Tardif, rue Garde-Dieu ; Hamel, rue de l'Hôtel de Ville ; Houllier, Place Simon et Morisson, rue de la Chevauchardais, avaient d'abord trouvé à s'entendre avec le Maire et les prix étaient même paru dans la presse.

Mais ces braves gens se ravisèrent et vinrent, la gueule enfarinée, exprimer que ben voilà...après tout... la vie est chère, quoi...qu'ils ont des frais, une famille, des dettes...et, ayant fait volte-face, s'opposèrent à la mise en oeuvre de ces prix.

Passée une incompréhension bien naturelle face à cette résistance inopinée, la réaction du Maire de Guémené ne se fit point attendre et fut à la hauteur de l'enjeu. Ceint de son bon droit et de son écharpe, il soumit à son Conseil municipal une proposition empreinte d'une résolution tout à la fois mâle et profondément sociale.

D'abord, le prix du pain serait taxé : de 2 francs 20 à 2 francs 40, le pain de trois livres, selon le prix des farines.. Bien fait !

Mais bien sûr, on n'était pas à l'abri d'une grève. Oui, vous avez bien lu : des commerçants qu'on croyait honnêtes, auxquels nos grand-parents et nous mêmes firent confiance, prêts à affamer le peuple de Guémené !

Aussi le maire de Guémené proposa-t-il à son Conseil d'adopter une disposition radicale afin de circonvenir la rébellion des enfarinés et permettre au peuple guémenois de se nourrir : en cas de grève des boulangers ou de refus persistant d'appliquer les prix taxés, il proposait d'en appeler à l'épargne des "concitoyens" pour réunir des fonds permettant de créer des fours de coopérative. Le Communisme, quoi.

Le Conseil (à un vote contre près) suivit son maire et Guémené fut bien à deux doigts de devenir le Pétrograd (ou, si j'osais : Pétrin-grad...) des Soviets, en pleine Loire-Inférieure.

Car il n'en fut heureusement rien et, sans doute impressionnée par la fermeté municipale, après quelques verres de cidres et un bon coup de gnôle probablement, la boulange rentra piteusement dans son fournil.

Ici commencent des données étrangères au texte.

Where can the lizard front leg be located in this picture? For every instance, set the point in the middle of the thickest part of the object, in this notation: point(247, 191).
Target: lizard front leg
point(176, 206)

Cette histoire me désole un peu. J'aimais bien les Tardif, ceux des années 60, auprès de qui le dimanche, après la Grand-Messe, on achetait des gâteaux laqués de sucre, pleins de crème et ornés de fleurs de confiserie et d'angélique que nous servait une de leurs dames maquillée et coiffée, en tablier et joues roses.

Bien loin des tumultes de l'histoire, même communale, on remontait à pied avec Grand-mère Gustine et Ma-Tante-Madeleine-qui m'a-élevé, le Boulevard, derrière l'église, portant, dans un petit emballage cartonné entouré d'un ruban étroit, le précieux dessert qui ferait la joie de notre dimanche.

2 commentaires:

  1. Ces gâteaux étaient (en partie?) confectionnés par mon oncle Jean qui était ouvrier à l'époque chez les Tardiff. Ils habitaient au dessus de la boulangerie. L'odeur du pain , le matin !!! Un régal!